Here, once the dominoes are lined up and have begun to fall, the only thing that can avoid the collapse of the entire system is an active intervention that creates a gap to interrupt the systemic failure.

That's kind of like how a crime wave can be suppressed in a community through a dramatic increase in police activity after it has started, provided the community wants the crime to stop. Note the parallels to a cascading failure in the basic description below for how a crime wave can take hold in the quoted passage below:

Crime can happen anywhere, but it usually doesn't.

Researchers have noticed that criminal activity seems to be concentrated in self-perpetuating hotspots. Crime leads to more crime. Then, from these epicenters, crime spreads outward through the community.

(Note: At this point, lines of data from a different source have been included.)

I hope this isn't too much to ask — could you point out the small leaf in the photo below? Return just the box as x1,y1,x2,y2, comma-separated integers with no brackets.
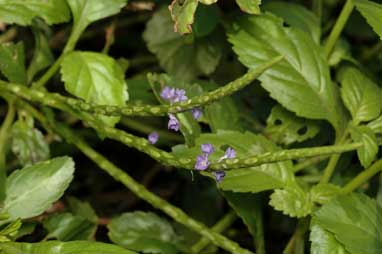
264,105,320,145
143,8,224,80
3,157,74,219
313,193,382,254
108,212,178,254
1,241,137,254
228,13,345,132
0,42,27,84
340,67,382,125
269,187,313,218
353,0,382,39
61,51,128,126
350,126,378,168
0,0,70,26
168,0,198,34
310,183,341,204
236,0,261,14
11,119,50,166
309,223,349,254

Mathematicians have a model they've used to study this kind of behavior. It's called a reaction-diffusion-advection system, and criminologists have found it a useful way to analyze issues like "near-repeat victimization" – the observation that single neighborhoods, and even single households, see a disproportionate share of crime.

What criminologists Nancy Rodríguez, Lenya Ryzhik and Henri Berestycki have recently found however is that whether a crime wave can propagate itself depends greatly upon the attitude that the people within the community have with respect to crime itself.

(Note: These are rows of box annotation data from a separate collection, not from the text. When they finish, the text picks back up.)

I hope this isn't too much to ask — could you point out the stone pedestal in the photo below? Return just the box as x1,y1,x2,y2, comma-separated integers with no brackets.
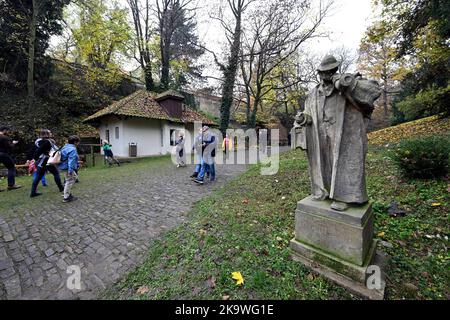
291,197,386,299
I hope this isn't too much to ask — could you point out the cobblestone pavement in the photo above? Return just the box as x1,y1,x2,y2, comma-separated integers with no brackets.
0,160,246,299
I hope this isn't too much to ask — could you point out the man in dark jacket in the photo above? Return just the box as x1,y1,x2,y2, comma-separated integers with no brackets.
194,126,217,184
0,127,22,190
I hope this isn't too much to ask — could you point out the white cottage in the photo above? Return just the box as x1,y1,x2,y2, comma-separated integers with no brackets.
84,90,216,157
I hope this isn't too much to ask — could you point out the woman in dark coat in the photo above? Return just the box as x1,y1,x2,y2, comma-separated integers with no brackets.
30,129,64,198
0,127,21,191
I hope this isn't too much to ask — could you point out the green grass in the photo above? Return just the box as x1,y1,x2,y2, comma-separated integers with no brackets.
0,156,172,218
103,148,449,299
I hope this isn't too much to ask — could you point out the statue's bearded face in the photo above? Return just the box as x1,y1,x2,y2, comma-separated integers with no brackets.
319,69,337,82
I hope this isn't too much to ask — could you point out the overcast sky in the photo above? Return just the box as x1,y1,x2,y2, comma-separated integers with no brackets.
197,0,375,84
51,0,374,84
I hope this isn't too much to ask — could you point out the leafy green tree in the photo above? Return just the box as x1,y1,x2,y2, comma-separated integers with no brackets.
376,0,450,122
72,0,131,84
358,21,405,117
156,0,204,90
0,0,69,89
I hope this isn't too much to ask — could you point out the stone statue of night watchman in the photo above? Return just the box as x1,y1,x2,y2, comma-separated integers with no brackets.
294,55,381,211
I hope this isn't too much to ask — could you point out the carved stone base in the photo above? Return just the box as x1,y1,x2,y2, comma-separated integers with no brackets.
291,197,385,299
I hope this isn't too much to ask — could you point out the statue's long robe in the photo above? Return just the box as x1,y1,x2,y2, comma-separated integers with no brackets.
304,79,380,203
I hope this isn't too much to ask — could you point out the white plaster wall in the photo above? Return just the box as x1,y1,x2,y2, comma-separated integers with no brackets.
99,117,195,157
161,121,184,154
122,118,163,157
99,117,123,157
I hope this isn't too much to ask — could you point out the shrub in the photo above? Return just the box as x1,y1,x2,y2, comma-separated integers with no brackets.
391,136,450,178
396,85,450,120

Here, if a community is "pro-crime" or is neutral toward crime, or rather, when a community is not positively supportive of law enforcement, a crime wave cannot be suppressed once it has begun. But if the community is opposed to crime, or is positively supportive of law enforcement, then the crime wave can be arrested, provided a large enough intervention can be deployed to create a gap in the criminal activity. It all comes down to the prevailing choice of the community.

This choice is significant, because a crime wave spreading through a pro-crime population can't be entirely stopped. You end up, Rodríguez said, "always having crime everywhere."

The news is nearly as bad when the population has a neutral attitude toward crime. Although crime primarily persists in hotspots, waves of crime are just as unstoppable.

But if the population has an overall anti-crime stance – meaning that the population is more reluctant to engage in criminal activity – two outcomes are possible. High crime rates can spread, but so can waves of zero criminal activity. And, unlike in the other scenarios, high crime rates can be stopped by adding in a "gap."

In the world of the model, the gap is a stretch of space where the incentive to commit a crime is zero. This corresponds to real-life disincentives to commit crimes, such as an increased police presence, with longer gaps representing more anti-crime efforts.

Rodríguez found that a long enough gap – a large enough police crackdown, for instance – will completely contain a crime outbreak.

The same logic applies toward financial systems, where the only thing that prevents an economic collapse from occurring after the failure of a small entity is the trust that people have in government and financial institutions for the interventions they might undertake to create sufficient gaps in the financial system to prevent the small failure from propagating into a wide-scale one.

If people increasingly distrust those institutions, then the risk of a cascading failure grows, because the interventions that might otherwise be effective in arresting a series of failures after they have begun would be rendered impotent.

That, more than anything else, is what is at stake in the abuse of power scandals and increase in crony capitalism in Washington D.C. Or for that matter, in the ongoing economic crises within the European Union.

In both cases, we'll only know if the balance has been tipped from stability toward instability as once-small failures can no longer be contained from spreading to cause larger and larger failures.

Elsewhere on the Web

The WSJ reports that the Bank of International Settlements may have finally discovered how to create the needed gap to keep the failure of a "too-big-too-fail" bank (ala Lehman Brothers) from collapsing the entire financial system.

Update 7 June 2013: A sharp-eyed reader points us directly to the BIS study.